Dive Brief:
- When women are CEOs, the companies they lead are significantly more likely than companies led by men to name women to boards and senior leadership positions, according to the 2026 Corporate Women Directors International Report.
- Nearly 40% of organizations with women CEOs also had women on their boards of directors, compared to the global average of nearly 30%. Meanwhile, at companies where a woman succeeded a man as CEO, the gender diversity on boards increased from an average of roughly 35% to about 56%.
- In addition to board diversification, nearly 37% of firms with women leaders have women executive officers, whereas the global average for women in C-suite positions is just 21%.
Dive Insight:
The report examined 3,222 blue-chip companies and found that only 215 (6.7%) had a woman as CEO.
However, at those 215 firms, there was a significant difference in terms of diversity metrics, regardless of location or company size.
“The data is clear: women CEOs aren’t just symbolic figures; they are engines of structural change,” Irene Natividad, CWDI’s chair, said in a statement. “They create a pipeline of talent that is often overlooked. Beyond equity, this leadership style is also linked to higher returns and better risk management based on numerous studies globally.”
In its report, CWDI found that “nearly a quarter of women-led companies have reached gender-equal or female-majority boards, and 22.3% have senior management teams that are 50% or more women.”
However, the percentage of women represented on Russell 3000 company boards is slipping, according to a May report from Equilar and 50/50 Women on Boards.

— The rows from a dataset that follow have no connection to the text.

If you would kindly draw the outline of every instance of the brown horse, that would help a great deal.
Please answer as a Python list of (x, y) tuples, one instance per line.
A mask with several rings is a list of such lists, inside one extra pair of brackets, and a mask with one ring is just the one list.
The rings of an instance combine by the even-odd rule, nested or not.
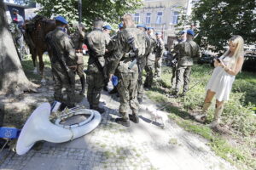
[(42, 83), (45, 83), (43, 54), (47, 51), (47, 46), (44, 39), (46, 34), (51, 31), (54, 31), (55, 29), (55, 20), (46, 19), (40, 15), (36, 15), (32, 20), (26, 22), (25, 25), (25, 37), (33, 61), (33, 72), (38, 72), (37, 57), (38, 55), (39, 71), (40, 75), (42, 76)]
[[(45, 42), (45, 36), (48, 32), (54, 31), (55, 29), (55, 22), (53, 20), (46, 19), (40, 15), (36, 15), (31, 21), (26, 23), (25, 26), (25, 37), (26, 43), (29, 46), (30, 52), (32, 54), (32, 59), (34, 65), (34, 73), (38, 72), (36, 66), (37, 56), (39, 59), (39, 71), (42, 76), (42, 83), (45, 83), (44, 79), (44, 64), (43, 60), (43, 54), (47, 51), (47, 45)], [(69, 29), (67, 28), (67, 34), (69, 34)], [(82, 47), (82, 42), (84, 37), (84, 26), (79, 25), (76, 27), (76, 32), (73, 35), (72, 39), (75, 44), (76, 49), (80, 49)], [(79, 67), (83, 66), (79, 65)], [(80, 77), (82, 84), (81, 94), (84, 94), (85, 89), (85, 77), (84, 74), (78, 74)]]

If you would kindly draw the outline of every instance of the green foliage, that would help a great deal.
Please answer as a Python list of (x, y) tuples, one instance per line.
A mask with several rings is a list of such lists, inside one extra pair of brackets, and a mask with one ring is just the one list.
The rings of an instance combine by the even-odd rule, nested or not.
[[(78, 1), (76, 0), (36, 0), (43, 5), (39, 13), (48, 18), (63, 15), (68, 21), (78, 20)], [(82, 0), (82, 21), (91, 26), (96, 17), (108, 23), (118, 24), (120, 16), (131, 13), (142, 5), (142, 0)]]
[[(231, 145), (207, 125), (195, 122), (189, 114), (192, 110), (199, 110), (202, 105), (206, 96), (205, 87), (212, 70), (212, 67), (207, 65), (194, 65), (190, 89), (186, 96), (170, 99), (166, 97), (165, 94), (171, 92), (172, 71), (171, 68), (164, 66), (162, 80), (159, 83), (160, 86), (155, 86), (152, 90), (147, 91), (147, 95), (162, 106), (171, 102), (171, 105), (165, 107), (165, 110), (170, 113), (169, 117), (187, 131), (208, 139), (209, 145), (218, 156), (236, 165), (239, 169), (255, 169), (256, 160), (252, 151), (256, 144), (256, 115), (253, 110), (256, 106), (255, 74), (244, 71), (236, 76), (230, 100), (225, 102), (221, 115), (221, 124), (225, 125), (232, 135), (236, 135), (239, 144)], [(207, 112), (209, 122), (213, 118), (214, 105), (215, 101), (212, 100), (212, 105)]]
[(256, 41), (254, 0), (194, 0), (190, 22), (197, 27), (202, 43), (223, 49), (231, 35), (241, 35), (247, 43)]

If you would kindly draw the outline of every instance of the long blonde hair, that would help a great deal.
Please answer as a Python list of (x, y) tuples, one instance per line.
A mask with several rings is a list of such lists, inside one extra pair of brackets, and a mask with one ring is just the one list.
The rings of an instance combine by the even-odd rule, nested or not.
[[(233, 54), (233, 60), (235, 62), (232, 62), (230, 68), (234, 70), (236, 66), (236, 63), (239, 57), (243, 57), (244, 55), (244, 41), (241, 36), (232, 36), (229, 42), (232, 42), (235, 44), (237, 44), (236, 50)], [(227, 56), (230, 53), (230, 50), (228, 49), (223, 55)]]

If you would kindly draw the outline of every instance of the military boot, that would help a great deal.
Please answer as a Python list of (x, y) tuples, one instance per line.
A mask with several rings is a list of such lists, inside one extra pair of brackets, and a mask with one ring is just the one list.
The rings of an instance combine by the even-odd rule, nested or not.
[(125, 127), (130, 127), (130, 121), (128, 119), (125, 119), (124, 117), (121, 117), (121, 118), (116, 118), (114, 120), (115, 122), (119, 123), (119, 124), (121, 124)]
[(59, 111), (63, 111), (66, 107), (67, 107), (67, 105), (64, 104), (64, 103), (61, 103), (59, 109), (58, 109), (58, 110)]
[(101, 108), (101, 107), (99, 107), (99, 106), (94, 107), (94, 106), (92, 106), (92, 105), (90, 105), (90, 109), (95, 110), (96, 110), (96, 111), (99, 111), (101, 114), (102, 114), (102, 113), (105, 112), (105, 109)]
[(139, 104), (142, 104), (143, 99), (143, 98), (137, 98), (137, 101), (139, 102)]
[(108, 94), (116, 94), (116, 93), (118, 93), (118, 91), (117, 91), (117, 88), (115, 86), (115, 87), (113, 87), (113, 88)]
[(139, 123), (140, 122), (137, 113), (132, 113), (132, 115), (129, 115), (129, 119), (135, 123)]
[(216, 106), (213, 121), (211, 122), (210, 127), (212, 128), (218, 128), (219, 122), (220, 122), (220, 115), (223, 111), (224, 105), (219, 105), (218, 107)]

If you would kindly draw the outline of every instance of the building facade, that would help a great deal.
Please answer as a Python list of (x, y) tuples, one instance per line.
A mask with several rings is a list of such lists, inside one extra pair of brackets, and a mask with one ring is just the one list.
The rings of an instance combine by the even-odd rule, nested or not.
[(191, 13), (191, 0), (144, 0), (143, 8), (133, 14), (137, 24), (145, 24), (161, 31), (166, 43), (176, 37), (175, 26), (183, 8), (187, 14)]

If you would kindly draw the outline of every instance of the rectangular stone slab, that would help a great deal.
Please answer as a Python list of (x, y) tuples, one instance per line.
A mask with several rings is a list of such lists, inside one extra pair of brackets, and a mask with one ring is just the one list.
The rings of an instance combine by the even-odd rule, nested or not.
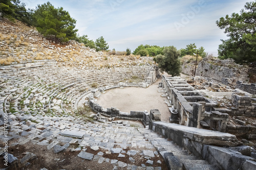
[[(155, 126), (155, 129), (158, 129), (158, 131), (163, 128), (165, 132), (169, 133), (167, 136), (178, 135), (181, 136), (181, 139), (187, 138), (202, 144), (229, 147), (235, 147), (241, 144), (235, 135), (229, 133), (162, 122), (153, 122), (153, 125)], [(176, 142), (175, 138), (172, 139)]]
[(84, 132), (76, 131), (65, 131), (60, 133), (60, 135), (70, 136), (73, 137), (77, 137), (81, 139), (84, 135)]

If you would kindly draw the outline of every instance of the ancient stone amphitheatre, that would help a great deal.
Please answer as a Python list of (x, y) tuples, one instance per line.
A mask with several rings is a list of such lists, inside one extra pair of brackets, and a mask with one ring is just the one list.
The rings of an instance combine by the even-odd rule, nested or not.
[[(152, 57), (55, 44), (0, 22), (0, 169), (256, 169), (255, 85), (237, 71), (248, 68), (208, 58), (198, 76), (171, 77)], [(130, 88), (152, 90), (136, 103), (154, 107), (113, 106), (108, 94)]]

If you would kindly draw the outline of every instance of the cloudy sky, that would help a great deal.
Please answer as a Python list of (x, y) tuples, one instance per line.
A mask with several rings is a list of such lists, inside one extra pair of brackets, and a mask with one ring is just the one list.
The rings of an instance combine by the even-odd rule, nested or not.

The declines come amid widespread rollbacks to corporate diversity, equity and inclusion initiatives, which have noticeably affected women, per a 2025 Women in the Workplace Survey from Fairygodboss.
That research found that out of more than 400 women surveyed, 79% said they believed that recent news about the removal of DEI programs would negatively affect opportunities for women, with 83% specifically citing detrimental impacts to leadership opportunities.